La pandemia di Covid-19 e l’esigenza di compiere una transizione ecologica ed energetica hanno incentivato la digitalizzazione in molti settori, ma soprattutto nel campo della formazione, in cui è aumentata la domanda di Educational Technology (EdTech). Questo termine, nato già negli anni ’50, indica tutte le soluzioni tecnologiche a supporto del processo educativo, che massimizzano la qualità dell’esperienza di apprendimento.

Ma qual è l’offerta in Italia di soluzioni EdTech? Qual è il livello di adozione di queste tecnologie nelle università, nelle scuole e nelle imprese?
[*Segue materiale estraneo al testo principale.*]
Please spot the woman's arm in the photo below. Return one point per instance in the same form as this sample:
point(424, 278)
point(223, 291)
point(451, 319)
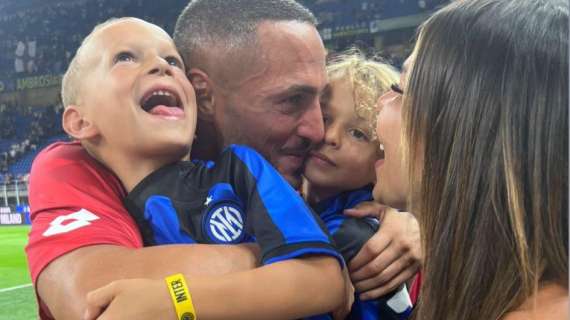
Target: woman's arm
point(284, 290)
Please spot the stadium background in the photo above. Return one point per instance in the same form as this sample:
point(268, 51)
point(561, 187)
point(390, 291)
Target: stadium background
point(39, 37)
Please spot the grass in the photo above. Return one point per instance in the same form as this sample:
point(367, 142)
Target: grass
point(17, 304)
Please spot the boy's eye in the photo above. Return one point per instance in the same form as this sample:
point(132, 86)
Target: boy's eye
point(174, 61)
point(358, 134)
point(124, 56)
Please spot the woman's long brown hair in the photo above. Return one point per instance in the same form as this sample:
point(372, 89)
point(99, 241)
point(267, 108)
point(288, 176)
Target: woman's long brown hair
point(486, 128)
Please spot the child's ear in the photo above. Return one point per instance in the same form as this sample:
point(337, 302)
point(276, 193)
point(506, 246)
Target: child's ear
point(77, 125)
point(204, 93)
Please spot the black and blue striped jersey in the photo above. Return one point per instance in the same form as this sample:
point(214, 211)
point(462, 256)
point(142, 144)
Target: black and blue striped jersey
point(350, 234)
point(239, 198)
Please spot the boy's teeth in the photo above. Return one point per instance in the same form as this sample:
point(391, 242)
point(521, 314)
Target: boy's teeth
point(161, 93)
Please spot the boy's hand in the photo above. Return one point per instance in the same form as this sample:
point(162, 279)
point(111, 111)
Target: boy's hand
point(391, 257)
point(130, 299)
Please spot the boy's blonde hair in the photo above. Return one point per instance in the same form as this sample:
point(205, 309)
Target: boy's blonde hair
point(70, 84)
point(369, 80)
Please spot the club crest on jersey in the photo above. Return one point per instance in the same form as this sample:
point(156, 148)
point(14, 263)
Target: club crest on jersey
point(224, 223)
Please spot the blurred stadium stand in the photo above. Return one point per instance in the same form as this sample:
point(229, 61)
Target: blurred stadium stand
point(38, 39)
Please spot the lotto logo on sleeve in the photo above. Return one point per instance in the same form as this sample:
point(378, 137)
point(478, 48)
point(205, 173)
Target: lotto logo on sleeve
point(70, 222)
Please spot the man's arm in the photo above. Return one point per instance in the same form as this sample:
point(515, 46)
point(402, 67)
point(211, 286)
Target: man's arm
point(64, 283)
point(391, 257)
point(284, 290)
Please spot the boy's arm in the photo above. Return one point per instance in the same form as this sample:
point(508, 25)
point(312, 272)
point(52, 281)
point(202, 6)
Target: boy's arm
point(82, 237)
point(64, 283)
point(285, 290)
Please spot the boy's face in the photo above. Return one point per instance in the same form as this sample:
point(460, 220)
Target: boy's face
point(136, 93)
point(345, 160)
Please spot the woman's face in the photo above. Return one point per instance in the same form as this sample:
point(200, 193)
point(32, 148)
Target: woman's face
point(392, 180)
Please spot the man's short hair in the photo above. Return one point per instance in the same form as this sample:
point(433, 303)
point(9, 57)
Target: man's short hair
point(227, 25)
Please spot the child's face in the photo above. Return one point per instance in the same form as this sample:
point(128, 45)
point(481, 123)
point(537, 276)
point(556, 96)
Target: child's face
point(135, 91)
point(345, 160)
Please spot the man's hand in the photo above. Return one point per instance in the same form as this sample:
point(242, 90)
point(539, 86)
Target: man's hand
point(391, 257)
point(344, 310)
point(124, 299)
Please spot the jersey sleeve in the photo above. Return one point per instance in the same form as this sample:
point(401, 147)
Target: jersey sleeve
point(75, 202)
point(282, 224)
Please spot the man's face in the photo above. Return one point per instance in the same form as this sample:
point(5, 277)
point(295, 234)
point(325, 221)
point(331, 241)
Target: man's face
point(135, 91)
point(274, 108)
point(391, 178)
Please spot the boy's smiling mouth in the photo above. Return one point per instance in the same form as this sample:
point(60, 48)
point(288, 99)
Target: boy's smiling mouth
point(164, 102)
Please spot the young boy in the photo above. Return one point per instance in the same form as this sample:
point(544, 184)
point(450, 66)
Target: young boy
point(340, 172)
point(130, 105)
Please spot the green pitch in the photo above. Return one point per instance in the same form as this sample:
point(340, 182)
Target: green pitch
point(16, 303)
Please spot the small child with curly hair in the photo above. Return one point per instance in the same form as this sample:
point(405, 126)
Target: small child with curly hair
point(340, 172)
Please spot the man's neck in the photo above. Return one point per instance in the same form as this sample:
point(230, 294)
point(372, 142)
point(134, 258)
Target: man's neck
point(206, 145)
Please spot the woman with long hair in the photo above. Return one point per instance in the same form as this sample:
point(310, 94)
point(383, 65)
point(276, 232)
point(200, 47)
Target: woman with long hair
point(485, 140)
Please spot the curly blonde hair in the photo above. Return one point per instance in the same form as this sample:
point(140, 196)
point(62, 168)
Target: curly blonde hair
point(368, 78)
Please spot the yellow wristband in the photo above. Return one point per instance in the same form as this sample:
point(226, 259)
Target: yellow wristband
point(181, 297)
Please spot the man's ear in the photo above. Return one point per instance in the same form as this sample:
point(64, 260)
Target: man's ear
point(204, 93)
point(77, 125)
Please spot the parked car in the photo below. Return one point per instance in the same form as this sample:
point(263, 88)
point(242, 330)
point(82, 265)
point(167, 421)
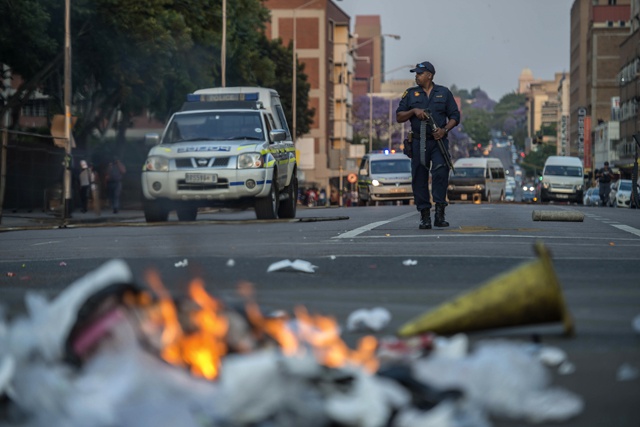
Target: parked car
point(509, 195)
point(620, 195)
point(592, 197)
point(529, 194)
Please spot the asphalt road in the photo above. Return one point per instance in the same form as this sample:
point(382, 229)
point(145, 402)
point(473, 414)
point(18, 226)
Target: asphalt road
point(359, 254)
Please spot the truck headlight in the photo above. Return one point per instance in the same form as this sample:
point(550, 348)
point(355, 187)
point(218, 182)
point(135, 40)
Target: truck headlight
point(156, 164)
point(250, 161)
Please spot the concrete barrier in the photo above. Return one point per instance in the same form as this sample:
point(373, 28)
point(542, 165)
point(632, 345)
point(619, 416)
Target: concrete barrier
point(569, 216)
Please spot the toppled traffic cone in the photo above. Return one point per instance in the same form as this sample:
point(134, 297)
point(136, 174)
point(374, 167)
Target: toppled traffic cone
point(529, 294)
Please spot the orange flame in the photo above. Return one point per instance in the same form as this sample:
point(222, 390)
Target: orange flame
point(203, 348)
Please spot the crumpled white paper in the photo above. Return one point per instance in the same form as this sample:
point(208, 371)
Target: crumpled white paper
point(368, 319)
point(298, 265)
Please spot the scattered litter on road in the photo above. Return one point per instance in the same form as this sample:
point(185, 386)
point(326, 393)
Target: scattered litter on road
point(182, 263)
point(297, 265)
point(368, 319)
point(552, 356)
point(627, 372)
point(96, 355)
point(566, 368)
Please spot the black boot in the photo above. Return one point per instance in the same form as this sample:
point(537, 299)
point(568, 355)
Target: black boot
point(439, 218)
point(425, 219)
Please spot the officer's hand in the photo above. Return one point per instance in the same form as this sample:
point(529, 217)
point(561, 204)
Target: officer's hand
point(439, 134)
point(419, 113)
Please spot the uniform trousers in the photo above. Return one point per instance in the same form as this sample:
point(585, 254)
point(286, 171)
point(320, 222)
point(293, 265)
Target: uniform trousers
point(434, 164)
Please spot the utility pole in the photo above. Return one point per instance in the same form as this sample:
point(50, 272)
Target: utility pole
point(223, 50)
point(67, 109)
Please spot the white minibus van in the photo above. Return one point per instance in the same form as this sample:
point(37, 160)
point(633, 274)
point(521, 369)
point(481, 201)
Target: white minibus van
point(562, 179)
point(482, 176)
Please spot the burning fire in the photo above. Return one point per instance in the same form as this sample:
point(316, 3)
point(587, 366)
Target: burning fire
point(201, 342)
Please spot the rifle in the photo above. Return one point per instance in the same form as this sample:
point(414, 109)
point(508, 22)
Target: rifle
point(431, 124)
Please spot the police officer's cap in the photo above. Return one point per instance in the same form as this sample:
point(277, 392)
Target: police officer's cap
point(424, 66)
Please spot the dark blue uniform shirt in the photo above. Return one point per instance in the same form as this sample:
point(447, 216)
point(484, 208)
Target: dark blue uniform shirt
point(441, 104)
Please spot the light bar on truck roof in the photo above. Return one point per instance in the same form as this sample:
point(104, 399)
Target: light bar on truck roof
point(212, 97)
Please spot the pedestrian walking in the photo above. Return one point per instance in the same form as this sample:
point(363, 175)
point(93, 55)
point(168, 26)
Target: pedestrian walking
point(419, 103)
point(86, 179)
point(604, 181)
point(115, 173)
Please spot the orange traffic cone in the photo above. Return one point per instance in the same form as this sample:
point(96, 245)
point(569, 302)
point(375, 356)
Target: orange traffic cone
point(529, 294)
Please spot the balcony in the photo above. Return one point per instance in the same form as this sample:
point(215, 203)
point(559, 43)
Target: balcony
point(342, 130)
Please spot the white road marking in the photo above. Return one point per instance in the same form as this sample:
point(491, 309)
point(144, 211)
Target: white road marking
point(627, 228)
point(46, 243)
point(353, 233)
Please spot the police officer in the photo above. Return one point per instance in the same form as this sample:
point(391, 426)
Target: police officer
point(604, 181)
point(444, 110)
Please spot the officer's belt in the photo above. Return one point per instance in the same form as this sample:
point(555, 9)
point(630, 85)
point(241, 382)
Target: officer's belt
point(423, 143)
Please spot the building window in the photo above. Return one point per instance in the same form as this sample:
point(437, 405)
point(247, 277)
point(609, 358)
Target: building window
point(330, 71)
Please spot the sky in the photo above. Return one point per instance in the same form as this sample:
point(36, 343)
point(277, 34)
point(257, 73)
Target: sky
point(473, 43)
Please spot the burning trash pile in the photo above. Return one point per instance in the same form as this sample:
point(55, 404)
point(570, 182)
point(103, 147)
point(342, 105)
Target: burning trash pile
point(107, 352)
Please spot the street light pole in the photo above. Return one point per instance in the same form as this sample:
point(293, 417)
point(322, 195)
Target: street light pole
point(67, 109)
point(294, 76)
point(223, 50)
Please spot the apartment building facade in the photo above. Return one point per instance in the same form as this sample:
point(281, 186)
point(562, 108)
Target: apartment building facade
point(323, 41)
point(629, 82)
point(598, 28)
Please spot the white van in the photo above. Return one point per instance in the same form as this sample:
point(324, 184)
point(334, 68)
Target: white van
point(562, 179)
point(227, 147)
point(384, 177)
point(482, 176)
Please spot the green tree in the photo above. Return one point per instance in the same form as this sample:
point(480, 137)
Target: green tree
point(534, 161)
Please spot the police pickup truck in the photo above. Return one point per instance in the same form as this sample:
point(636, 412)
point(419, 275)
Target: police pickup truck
point(226, 147)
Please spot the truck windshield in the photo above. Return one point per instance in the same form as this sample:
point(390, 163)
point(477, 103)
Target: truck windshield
point(558, 170)
point(391, 166)
point(215, 125)
point(469, 172)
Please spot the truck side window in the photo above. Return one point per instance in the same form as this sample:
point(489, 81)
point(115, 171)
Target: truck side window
point(270, 126)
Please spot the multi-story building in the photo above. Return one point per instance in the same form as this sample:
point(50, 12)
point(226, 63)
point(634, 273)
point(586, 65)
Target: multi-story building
point(369, 55)
point(542, 107)
point(629, 82)
point(323, 42)
point(598, 27)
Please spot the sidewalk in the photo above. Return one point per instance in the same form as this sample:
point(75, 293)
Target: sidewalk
point(38, 219)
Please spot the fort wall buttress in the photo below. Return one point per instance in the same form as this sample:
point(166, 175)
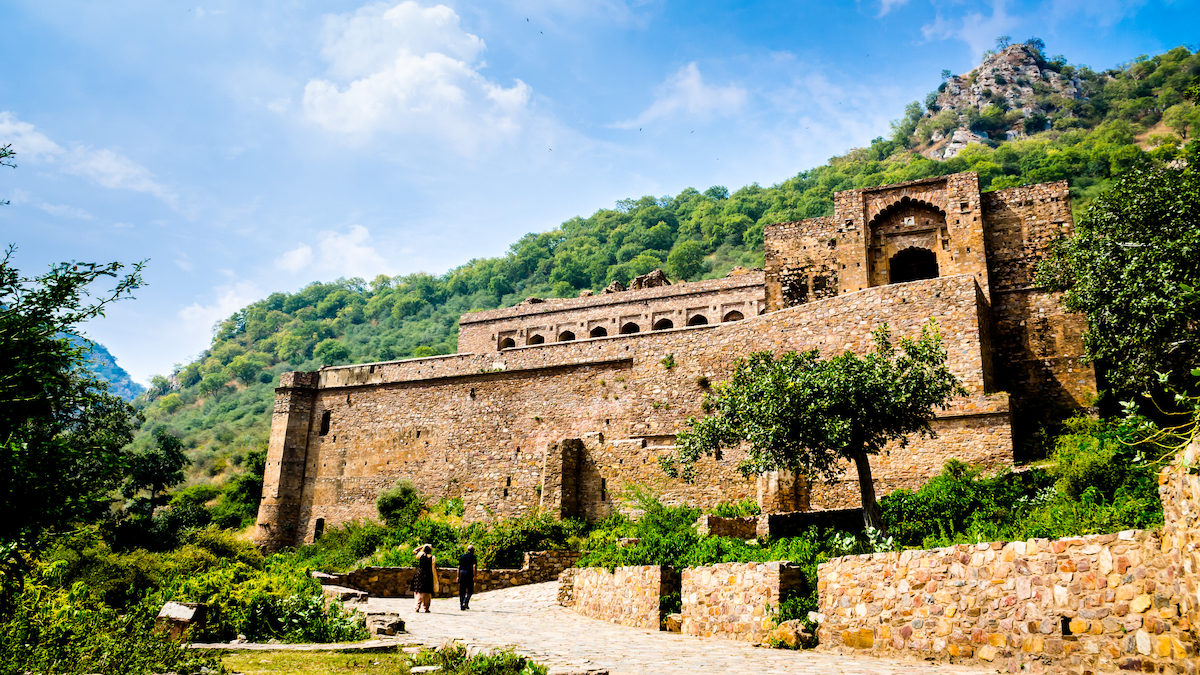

Su queste domande si è soffermata la ricerca 2021-2022 dell’Osservatorio EdTech, che ha presentato i risultati durante il convegno “Formazione e innovazione: pronti, partenza Ed…Tech!”.

Durante l’evento, che si è tenuto il 31 maggio, promosso dalla School of Management del Politecnico di Milano e dalla POLIMI Graduate School of Management, si è esaminato il panorama attuale di questo settore e i principali benefici e ostacoli che comportano l’adozione di prodotti e servizi tecnologici per la formazione.

La crescita del settore dell’Educational Technology

Le EdTech sono strumenti che supportano l’apprendimento, innovando:

  • il canale di trasmissione;
  • la modalità di creazione e organizzazione dei contenuti;
  • le interazioni tra docenti e alunni;
  • l’ambiente di apprendimento;
  • la modalità di valutazione.

Negli ultimi anni si è assistito a un aumento degli investimenti nell’adozione di Educational Technology. Nel 2020 gli operatori nel settore educativo nel mondo hanno investito 227 miliardi di dollari in EdTech. E questo numero è destinato ad aumentare del 12% nei prossimi cinque anni. Infatti si prevede la nascita di nuovi modelli educativi sempre più basati sul digitale.

Parallelamente all’aumento della domanda, aumenta e si sviluppa anche il mercato dell’offerta. Secondo i dati raccolti dall’Osservatorio il 56% delle aziende offre contenuti a propri clienti sotto forma di corsi di formazione, videolezioni e attività interattive. Invece il 22% fornisce software e programmi a supporto del processo educativo, mentre il 10% mette a disposizione sia software sia hardware. Infine il 6% si focalizza sul fornire servizi di consulenza e supporto, e di finanziamento per gli studenti.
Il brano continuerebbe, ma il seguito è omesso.